The ZHEN® Santoku Hammered Surface Damascus Knife Blank is forged in Japan through a combination of skill, knowledge, and advanced knife-making technology. The blade is made by forge welding 66-layers of steel together around a single core layer of VG – 10 stainless steel (HRC60-62), which creates a high-quality blade. Each blade has a unique pattern on its surface and an edge that remains extremely sharp over an extended period. The hammered surface or tsuchime finish acts like a series of hollow-ground cavities that reduce drag and allow food to be released from the blade surface while slicing.
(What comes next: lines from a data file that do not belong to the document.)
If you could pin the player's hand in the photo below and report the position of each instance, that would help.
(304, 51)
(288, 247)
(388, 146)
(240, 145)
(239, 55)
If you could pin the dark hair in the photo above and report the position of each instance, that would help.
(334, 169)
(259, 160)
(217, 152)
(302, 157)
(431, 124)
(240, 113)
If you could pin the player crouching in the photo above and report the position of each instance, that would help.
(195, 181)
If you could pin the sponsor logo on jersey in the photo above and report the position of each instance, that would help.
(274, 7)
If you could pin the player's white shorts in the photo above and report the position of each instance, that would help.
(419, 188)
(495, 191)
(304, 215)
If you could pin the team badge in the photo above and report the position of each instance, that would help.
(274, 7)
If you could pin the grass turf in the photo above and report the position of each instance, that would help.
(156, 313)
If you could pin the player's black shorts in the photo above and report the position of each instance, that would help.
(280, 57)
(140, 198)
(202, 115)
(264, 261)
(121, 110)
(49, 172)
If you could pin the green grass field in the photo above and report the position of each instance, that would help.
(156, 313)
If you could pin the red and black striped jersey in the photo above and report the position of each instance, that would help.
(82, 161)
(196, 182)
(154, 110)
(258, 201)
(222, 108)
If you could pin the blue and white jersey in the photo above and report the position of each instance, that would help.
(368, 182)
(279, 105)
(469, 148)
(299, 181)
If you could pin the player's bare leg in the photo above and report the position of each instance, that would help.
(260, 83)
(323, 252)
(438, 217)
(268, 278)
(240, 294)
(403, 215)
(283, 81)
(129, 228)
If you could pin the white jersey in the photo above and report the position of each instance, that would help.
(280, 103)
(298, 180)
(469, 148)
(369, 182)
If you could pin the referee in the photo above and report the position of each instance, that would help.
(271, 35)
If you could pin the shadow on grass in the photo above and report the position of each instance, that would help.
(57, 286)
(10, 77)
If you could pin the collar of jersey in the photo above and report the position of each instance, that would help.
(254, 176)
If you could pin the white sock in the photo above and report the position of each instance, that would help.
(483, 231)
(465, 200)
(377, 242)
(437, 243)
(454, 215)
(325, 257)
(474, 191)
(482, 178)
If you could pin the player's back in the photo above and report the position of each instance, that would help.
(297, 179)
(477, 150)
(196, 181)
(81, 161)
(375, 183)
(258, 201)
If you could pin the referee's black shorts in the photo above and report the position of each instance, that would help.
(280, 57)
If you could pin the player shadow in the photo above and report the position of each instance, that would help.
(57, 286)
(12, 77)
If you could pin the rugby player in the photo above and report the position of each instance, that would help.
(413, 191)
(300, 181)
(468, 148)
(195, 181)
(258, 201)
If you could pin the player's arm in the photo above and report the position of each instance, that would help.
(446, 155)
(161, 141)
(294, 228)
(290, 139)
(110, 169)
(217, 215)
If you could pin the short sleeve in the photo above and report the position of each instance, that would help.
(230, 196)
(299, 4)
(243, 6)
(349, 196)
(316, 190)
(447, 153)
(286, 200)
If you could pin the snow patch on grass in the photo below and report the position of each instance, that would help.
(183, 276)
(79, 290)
Designed with the professional cook in mind, this knife makes a great gift for the cook in your family.
- Zhen knife blanks are designed to meet the standards of perfection demanded by Japanese chefs
- Customize your knife blade by making the handle yourself (sold separately)
- Crafted from 66 layers of Japanese Damascus steel
- Hammered tsuchime finish acts like a series of hollow-ground cavities reducing drag
- Maintains an extremely sharp edge over an extended period of time
- Blade Length: 6-1/2"
- Overall Length: 11-3/4"
- Blade Construction: VG – 10 steel core with a Rockwell hardness of HRC60-62
- (1) Knife blade blank
- (1) Set of Rivets
- CAUTION: DO NOT chop bone or use this knife on a hard surface like a glass cutting board, tile, or granite.
- Hand wash your blades with gentle dish soap, rinse clean and towel dry immediately.
- Hone your blades with a steel or ceramic rod weekly to keep them sharp.
- We recommend sharpening your blades with a whetstone at an angle of 15°-20°.